# What new serious camera setup should I get?



## frogman81 (Dec 25, 2018)

Hi all, I got pretty big into photography back in 2012, realised doing weddings was no fun, and pretty much dropped it completely until recently. At one point I had a D3, and Nikon’s trifecta of 2.8 pro glass (14-24, 24-70, and 70-200). I’ve also owned a D3100, D300S, and D7000. I sold it all at one point or another. Now I have a fast-moving kid and it’s a struggle to capture nice pics of him with just an iPhone. My wife has one of those Olympus OM-D things, and it’s ok, but I don’t like the ergonomics of it much. 

I feel that I’ve passed through the looking glass of owning pro-level gear and can’t go back. The speed and accuracy of the D3 was incredible. Should I just get another one used? Any comparable performance from something modern and comparably priced to a used D3? Considering the 7D mk ii...


----------



## Lemonbaby (Dec 25, 2018)

I was massively annoyed by the weight of my full frame kit at one point and switched to M43. Never looked back, there's so many great lenses available these days. From ergonomics point of view, I'd check the Panasonic G9 - it's a brilliant piece of gear...


----------



## frogman81 (Dec 25, 2018)

To further clarify, I’d like to limit the budget for the body at 1500 CAD/1100 USD which is what the 7D Mk ii can be had for.

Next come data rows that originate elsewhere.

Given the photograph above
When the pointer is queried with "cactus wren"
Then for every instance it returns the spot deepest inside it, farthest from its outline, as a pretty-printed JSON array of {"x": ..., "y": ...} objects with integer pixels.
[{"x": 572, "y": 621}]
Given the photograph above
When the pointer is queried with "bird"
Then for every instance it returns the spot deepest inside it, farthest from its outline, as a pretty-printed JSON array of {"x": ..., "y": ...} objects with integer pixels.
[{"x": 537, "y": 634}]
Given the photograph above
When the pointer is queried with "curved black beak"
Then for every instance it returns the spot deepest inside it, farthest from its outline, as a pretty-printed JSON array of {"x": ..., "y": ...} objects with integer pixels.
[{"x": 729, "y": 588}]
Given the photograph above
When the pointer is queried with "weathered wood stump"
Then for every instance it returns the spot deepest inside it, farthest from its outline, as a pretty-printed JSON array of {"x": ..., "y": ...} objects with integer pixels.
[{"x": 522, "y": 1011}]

For lenses I expect to keep a 35 mm (50 mm for full frame) prime on it 98% of the time and get a nice ultra wide and call it a day.


----------



## frogman81 (Dec 25, 2018)

Lemonbaby said:


> I was massively annoyed by the weight of my full frame kit at one point and switched to M43. Never looked back, there's so many great lenses available these days. From ergonomics point of view, I'd check the Panasonic G9 - it's a brilliant piece of gear...

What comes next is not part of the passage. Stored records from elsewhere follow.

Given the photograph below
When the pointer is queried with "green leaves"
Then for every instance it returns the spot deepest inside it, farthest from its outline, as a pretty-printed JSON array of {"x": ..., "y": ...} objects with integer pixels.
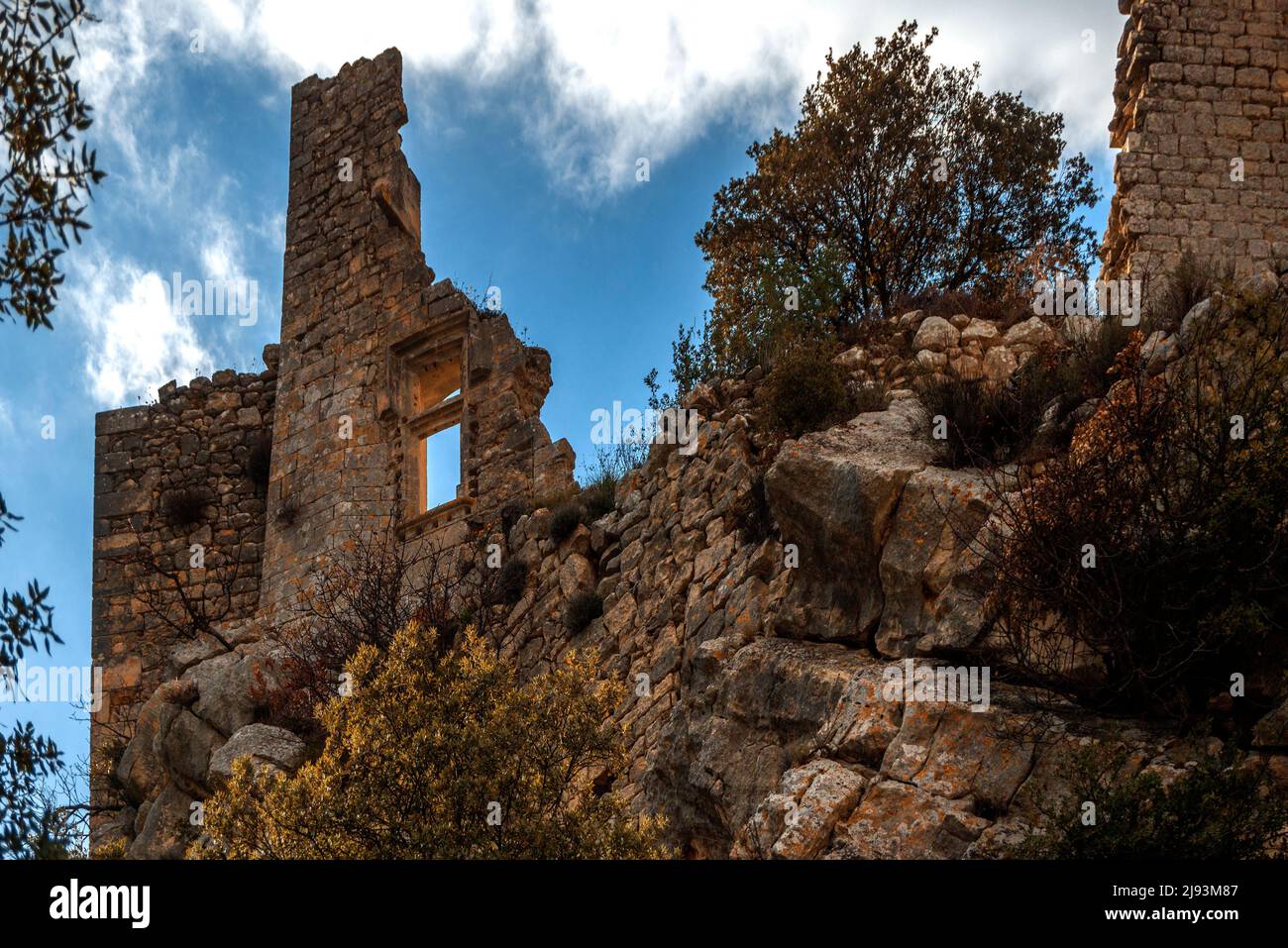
[
  {"x": 47, "y": 185},
  {"x": 900, "y": 178}
]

I’ll check out the specs on the G9. I actually liked the weight/heft of a full frame. I like the specs on the Sony A7, but I don’t expect to like the feel as much. Will have to get to the camera store and touch and feel all these mirrorless products to see for myself.


----------



## odibrom (Dec 25, 2018)

I'd look at the Canon EOS6D, it has full frame, which the 7D doesn't...


----------



## ThePhilosopher (Dec 26, 2018)

I was looking to shed weight and potentially shift systems from my Nikon D3 kit and 10 or so lenses. I was sold on Fuji until I couldn't find a decent deal that wasn't going to require a lot of cash on my end. In the end, I stuck with my D3 and a 3 prime kit (24, 50, 105 macro). I still have my 80-200 with a dead AF motor, but I won't carry it around in my case.

It's hard to find a suitable camera to replace the D3 - everything I've tried to date, from Fuji to Phase One (except the D5), seemed like a compromise.


----------



## frogman81 (Dec 26, 2018)

ThePhilosopher said:


> I was looking to shed weight and potentially shift systems from my Nikon D3 kit and 10 or so lenses. I was sold on Fuji until I couldn't find a decent deal that wasn't going to require a lot of cash on my end. In the end, I stuck with my D3 and a 3 prime kit (24, 50, 105 macro). I still have my 80-200 with a dead AF motor, but I won't carry it around in my case.
> 
> It's hard to find a suitable camera to replace the D3 - everything I've tried to date, from Fuji to Phase One (except the D5), seemed like a compromise.



So you understand the predicament! I wish I hadn’t sold my gear. I think I’ll hit the camera store today to see how everything feels. Some great deals available locally on used D7100s with grip, but I’m not sure it’ll be fast enough for me at 6 FPS. I like the DX format because the lenses are great and a fraction of the cost/size/weight of full frame lenses, plus you get a lot more zoom out of the long lenses. Apparently the D500 is basically a D5 in DX format. It rips at 10 FPS and should have the same processing and intelligence of the D5. Going to check it out myself.


----------



## ThePhilosopher (Dec 26, 2018)

I do, if I were shooting full-time as a business I'd have a D5 in a heartbeat; however, now that I just shoot the occasional model-required project and my own personal projects, I cannot justify the cost.


----------



## frogman81 (Dec 26, 2018)

Well I bought the D500  The local store had a pretty awesome Boxing Day deal on a used one with only 2000 shutter clicks. I tired the store demo and it felt a lot like my old D3.


----------



## ThePhilosopher (Dec 26, 2018)

I'd say that's a good choice - what lenses are you pairing it with?


----------



## frogman81 (Dec 27, 2018)

ThePhilosopher said:


> I'd say that's a good choice - what lenses are you pairing it with?


I got a 35 mm 1.8 DX prime to go on it for now and for most general purpose shooting. I’m planning to get the 10-20 mm DX ultrawide as well and call it a day for awhile. If I get the itch to do wildlife I’ll probably grab a 70-300 DX lens with VR eventually. I didn’t even know it has WiFi, but (though a little finicky) that’s a pretty cool feature. I must admit though, I’m still comparing it to a D3S system right now. Honestly I think there are pros and cons to both. I kinda like that a DX setup gives you an effective 450 mm reach so easily.


----------